An article from Priceonomics, a data-focused content marketing organization, breaks down the cost of a textbook for an entry level math course. There are several important facts to note in the article. The most shocking is that a publisher received 22 percent in profits from the textbook. Millions of students take out loans and rely on financial aid just to fund college, and the publishing companies use these students' money to profit. In any other market, profiting would be justifiable, but profiting that much from a demographic that tends to be financially vulnerable is abhorrent.

A logical option to make higher education affordable and accessible is to transition to Open Educational Resources. OERs are free, peer-reviewed and available for any professor to adopt.
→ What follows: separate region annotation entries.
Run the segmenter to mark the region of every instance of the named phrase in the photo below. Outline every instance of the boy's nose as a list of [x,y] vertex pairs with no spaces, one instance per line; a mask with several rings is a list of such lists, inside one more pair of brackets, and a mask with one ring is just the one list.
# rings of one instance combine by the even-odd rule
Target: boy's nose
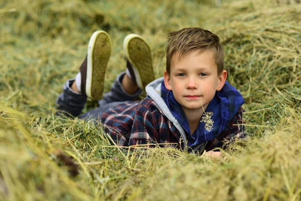
[[188,82],[187,83],[188,88],[193,89],[197,88],[197,87],[198,85],[194,79],[192,78],[188,80]]

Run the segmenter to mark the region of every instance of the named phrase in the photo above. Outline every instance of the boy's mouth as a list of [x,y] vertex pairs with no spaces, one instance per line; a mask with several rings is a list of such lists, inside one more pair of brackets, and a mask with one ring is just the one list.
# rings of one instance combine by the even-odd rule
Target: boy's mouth
[[188,99],[197,99],[198,98],[200,97],[200,95],[185,95],[185,97],[186,97]]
They have an open copyright, meaning any professor can use them for free and personalize the textbook to best fit their needs, which is a luxury traditional textbooks do not offer due to copyright.

Many people are wary of open source textbooks because they are free, but textbooks found on popular open libraries like Openstax, a non-profit based out of Rice University, and Open Textbooks Network, a network that University of Maryland Libraries recently joined, are all peer reviewed and offer exceptional pedagogical value. Many professors and courses, such as an introductory Human Anatomy course at this university, currently use open source materials. Yet not enough professors have adopted this technology to help all of us save money and ensure an affordable education.

We need to combat this exploitative market to ensure that every one of us receives a quality, affordable higher education. As the Affordable Textbooks Campaign Coordinator for MaryPIRG, a student advocacy group on campus, I want to invite you to the Affordable Textbooks March on April 6th from 1-2 p.m. The march will take a designated path from Hornbake Library to McKeldin Library, where it will end with a few words from some of our legislative champions of Open Educational Resources. Join us to share your voice. We will be asking this university to create a grant program that offers funding to professors that adopt their own Open Educational Resources to save students money.